In my tests (~16000 vertices, triangle list with !32000 trianlgles) raw mode and arrays has almost same performance.
Display lists had different behaviour on various hardware. On Radeon 9600Pro with DL's I got same performance as with DX (which was the fastest everywhere). On TnT2 a little slower than DX and about 0.5 second (!) to rebuild a list. At i815 was slow as raw mode and much slower then DX but lists rebuild was relatively fast. And so on.
So I will use VBO in OpenGL as it (probably) has the same performance as DX's vertex buffers and I understand how it works.

Luuk van Venrooij
23-10-2007, 02:33 PM
like Sascha allready pointed out, displaylist are still the fastest way to render static geometry.

User137
24-10-2007, 01:03 AM
I've tested also with rendering textured and normal coords having models put in vertex array and then in displaylist. Difference was not very noticable but displaylist was slightly faster there. Although there is drawback that displaylist won't be dynamic and will consume more memory than if using pointers to data.

Also read elsewhere that glDrawElements or glDrawRangeElements are faster than glDrawArrays, also makes vertex indexing possible leading to even less memory use.

Andreaz
25-10-2007, 05:16 AM
I've tested also with rendering textured and normal coords having models put in vertex array and then in displaylist. Difference was not very noticable but displaylist was slightly faster there. Although there is drawback that displaylist won't be dynamic and will consume more memory than if using pointers to data.

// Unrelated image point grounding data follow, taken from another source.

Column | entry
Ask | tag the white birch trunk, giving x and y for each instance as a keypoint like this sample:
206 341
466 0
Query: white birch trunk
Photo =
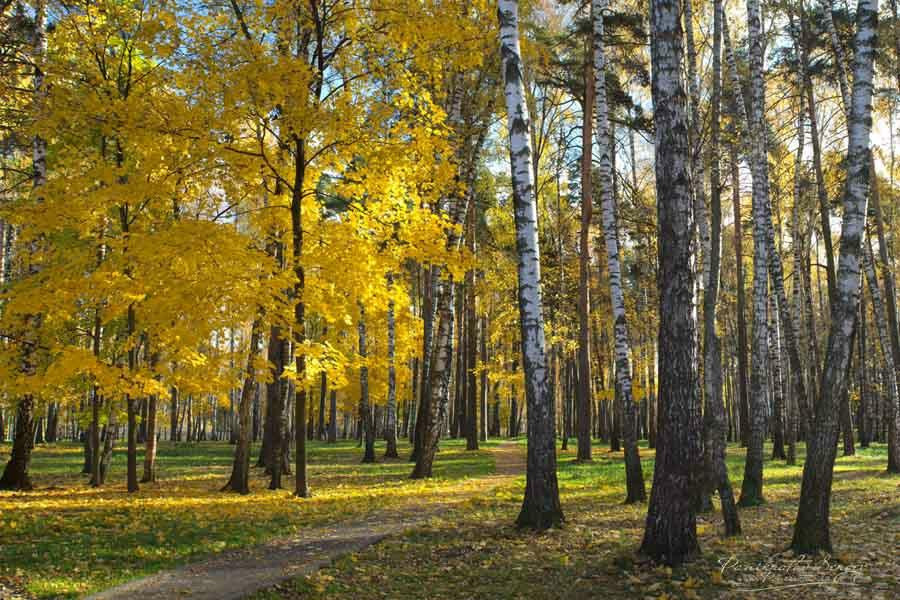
634 474
540 508
811 531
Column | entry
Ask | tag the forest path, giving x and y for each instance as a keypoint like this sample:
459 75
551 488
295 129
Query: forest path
238 573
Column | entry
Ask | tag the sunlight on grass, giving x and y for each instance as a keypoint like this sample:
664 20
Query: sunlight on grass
69 539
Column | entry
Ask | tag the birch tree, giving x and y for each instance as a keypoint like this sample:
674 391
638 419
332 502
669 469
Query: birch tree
811 530
714 425
634 477
751 488
670 533
541 508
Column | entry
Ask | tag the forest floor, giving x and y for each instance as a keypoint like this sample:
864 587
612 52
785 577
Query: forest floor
478 553
450 537
66 540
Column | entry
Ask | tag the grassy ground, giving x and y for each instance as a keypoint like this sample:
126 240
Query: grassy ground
476 553
66 539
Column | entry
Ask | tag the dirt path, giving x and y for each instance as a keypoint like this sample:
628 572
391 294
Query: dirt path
238 573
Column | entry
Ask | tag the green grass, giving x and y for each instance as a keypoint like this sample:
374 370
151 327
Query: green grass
476 552
65 539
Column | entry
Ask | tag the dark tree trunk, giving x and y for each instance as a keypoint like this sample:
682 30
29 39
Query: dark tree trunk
323 392
240 470
366 413
811 530
15 474
332 411
150 443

Also read elsewhere that glDrawElements or glDrawRangeElements are faster than glDrawArrays, also makes vertex indexing possible leading to even less memory use.

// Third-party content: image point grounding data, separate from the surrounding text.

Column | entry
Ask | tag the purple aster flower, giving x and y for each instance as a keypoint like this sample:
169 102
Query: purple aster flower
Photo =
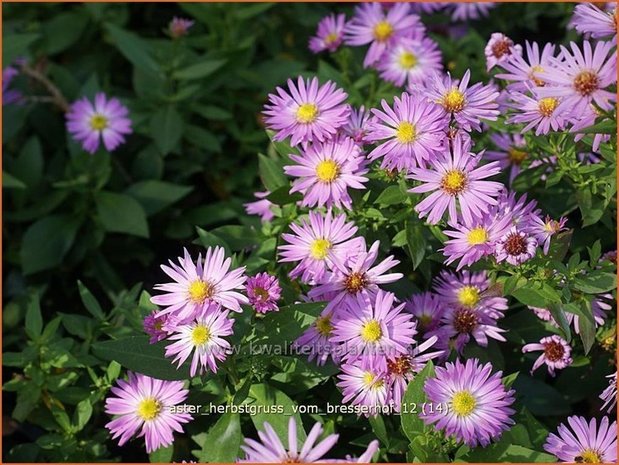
308 112
179 27
326 170
365 383
478 405
454 179
609 395
524 74
499 49
202 286
329 35
374 328
315 243
556 353
516 247
474 242
413 132
467 11
205 338
591 20
263 291
513 152
543 114
261 207
584 443
270 448
106 119
143 408
582 78
411 61
543 230
356 277
372 25
467 105
427 308
154 327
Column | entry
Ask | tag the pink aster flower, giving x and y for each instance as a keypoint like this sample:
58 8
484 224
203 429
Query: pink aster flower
203 337
326 171
427 308
467 105
499 49
543 114
263 291
413 132
411 61
372 25
474 242
478 404
584 442
261 207
308 112
106 120
142 407
201 286
179 27
582 77
591 20
516 247
556 353
270 449
315 243
524 73
455 180
511 154
365 383
329 35
374 328
356 277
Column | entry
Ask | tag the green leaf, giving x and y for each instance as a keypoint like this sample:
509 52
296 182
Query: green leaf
133 48
166 127
199 70
271 173
47 241
223 440
121 213
155 196
90 302
279 408
414 397
137 354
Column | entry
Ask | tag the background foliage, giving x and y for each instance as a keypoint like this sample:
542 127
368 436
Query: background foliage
83 235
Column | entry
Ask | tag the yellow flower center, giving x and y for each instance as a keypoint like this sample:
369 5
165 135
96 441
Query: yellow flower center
516 156
199 291
407 60
547 106
453 100
324 326
307 113
200 335
149 408
406 133
453 182
463 403
320 249
98 122
477 236
371 332
327 170
468 296
382 31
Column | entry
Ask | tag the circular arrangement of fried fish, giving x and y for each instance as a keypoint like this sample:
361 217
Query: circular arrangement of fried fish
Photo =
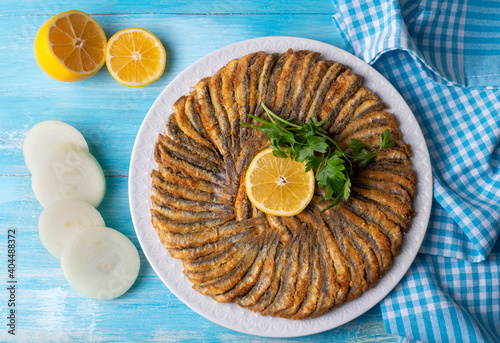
292 267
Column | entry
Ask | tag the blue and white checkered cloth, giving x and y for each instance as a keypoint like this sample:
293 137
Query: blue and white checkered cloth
444 58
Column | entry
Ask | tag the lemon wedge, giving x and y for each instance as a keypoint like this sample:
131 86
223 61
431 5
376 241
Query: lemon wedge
70 46
135 57
278 186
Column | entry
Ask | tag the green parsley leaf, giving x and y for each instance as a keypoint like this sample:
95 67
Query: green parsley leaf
310 143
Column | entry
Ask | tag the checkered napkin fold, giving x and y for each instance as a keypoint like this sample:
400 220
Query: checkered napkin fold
444 59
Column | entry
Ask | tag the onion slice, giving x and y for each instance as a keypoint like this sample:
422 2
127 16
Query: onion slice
62 219
100 263
69 174
48 136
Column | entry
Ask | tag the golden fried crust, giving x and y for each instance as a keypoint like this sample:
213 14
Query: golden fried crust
291 267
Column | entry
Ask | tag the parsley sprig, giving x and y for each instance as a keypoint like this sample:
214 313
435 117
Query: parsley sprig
310 143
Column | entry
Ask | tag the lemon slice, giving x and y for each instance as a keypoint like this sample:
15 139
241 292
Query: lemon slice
135 57
278 186
70 46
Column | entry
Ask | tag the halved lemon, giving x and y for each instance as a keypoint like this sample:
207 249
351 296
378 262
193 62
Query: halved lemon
135 57
70 46
278 186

Problem with vertex indexing is that you cant have different texture coords or normal for the same vertex (think of a cube, only 8 vertices, but they all need 3 sets of tex coords and normals each), thus any memory gain is lost as you need to unshare the vertices.

They are faster through.

Display lists are a tricky subject through, if you're not using any state changes in the list (glBindTexture for instance) they might end up as a VBO instead of a displaylist, thus they are really hard to test for speed in that sence, and thats why its speed can vary so much between different gpu cards and drivers.

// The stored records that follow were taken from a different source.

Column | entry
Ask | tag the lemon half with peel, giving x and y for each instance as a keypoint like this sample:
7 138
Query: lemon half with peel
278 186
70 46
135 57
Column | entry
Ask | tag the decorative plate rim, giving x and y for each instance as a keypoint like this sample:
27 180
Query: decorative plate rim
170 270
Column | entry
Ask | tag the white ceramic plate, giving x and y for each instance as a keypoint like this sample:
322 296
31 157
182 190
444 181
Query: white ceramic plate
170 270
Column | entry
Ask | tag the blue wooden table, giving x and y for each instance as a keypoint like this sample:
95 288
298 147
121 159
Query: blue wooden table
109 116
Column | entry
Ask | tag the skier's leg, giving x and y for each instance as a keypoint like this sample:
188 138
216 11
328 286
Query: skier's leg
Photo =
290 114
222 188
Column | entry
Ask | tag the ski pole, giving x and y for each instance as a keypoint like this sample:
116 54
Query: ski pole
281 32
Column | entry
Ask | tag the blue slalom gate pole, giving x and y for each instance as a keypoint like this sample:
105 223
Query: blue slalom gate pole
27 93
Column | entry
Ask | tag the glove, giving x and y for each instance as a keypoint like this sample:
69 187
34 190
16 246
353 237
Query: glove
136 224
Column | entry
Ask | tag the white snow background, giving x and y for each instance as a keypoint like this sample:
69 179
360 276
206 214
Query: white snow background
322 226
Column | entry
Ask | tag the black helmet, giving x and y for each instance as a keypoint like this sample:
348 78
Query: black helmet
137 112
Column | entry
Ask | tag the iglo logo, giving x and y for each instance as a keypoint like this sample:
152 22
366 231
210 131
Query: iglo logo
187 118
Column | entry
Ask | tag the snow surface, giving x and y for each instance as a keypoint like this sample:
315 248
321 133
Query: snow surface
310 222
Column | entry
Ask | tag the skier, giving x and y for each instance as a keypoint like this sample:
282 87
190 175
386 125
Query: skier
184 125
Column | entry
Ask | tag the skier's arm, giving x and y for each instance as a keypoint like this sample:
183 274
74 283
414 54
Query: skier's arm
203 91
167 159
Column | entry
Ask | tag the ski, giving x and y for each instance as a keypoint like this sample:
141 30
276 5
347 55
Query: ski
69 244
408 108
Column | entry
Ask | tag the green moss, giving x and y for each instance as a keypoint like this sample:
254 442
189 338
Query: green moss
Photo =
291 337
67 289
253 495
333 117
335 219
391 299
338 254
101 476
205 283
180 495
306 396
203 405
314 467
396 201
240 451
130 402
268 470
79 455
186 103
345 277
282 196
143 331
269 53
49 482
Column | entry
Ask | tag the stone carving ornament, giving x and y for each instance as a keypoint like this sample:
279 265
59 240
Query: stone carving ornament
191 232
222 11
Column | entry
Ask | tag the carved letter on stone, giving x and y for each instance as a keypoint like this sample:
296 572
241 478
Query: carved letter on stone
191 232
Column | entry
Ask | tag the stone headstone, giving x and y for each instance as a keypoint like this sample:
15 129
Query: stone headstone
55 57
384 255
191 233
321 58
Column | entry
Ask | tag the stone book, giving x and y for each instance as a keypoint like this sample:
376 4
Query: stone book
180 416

DYNAMIC_DRAW_ARB doesnt make a vertex array more dynamic then GL_STATIC_DRAW, it's just a hint for the driver that the array will be modifyed, it has the option, noting mandatory to put the array in different memory kinds dependig on the hint. (For instance GL_STATIC_DRAW migh end up in the GPU memory, but it could end up in the ram or even the cache).

The fastest metod i'm avare of is to put all your different meshes and models in one VBO, then using index buffers to render the various models using a vertex shader for the transformation of the objects. Ofcourse this requires a card with shading support.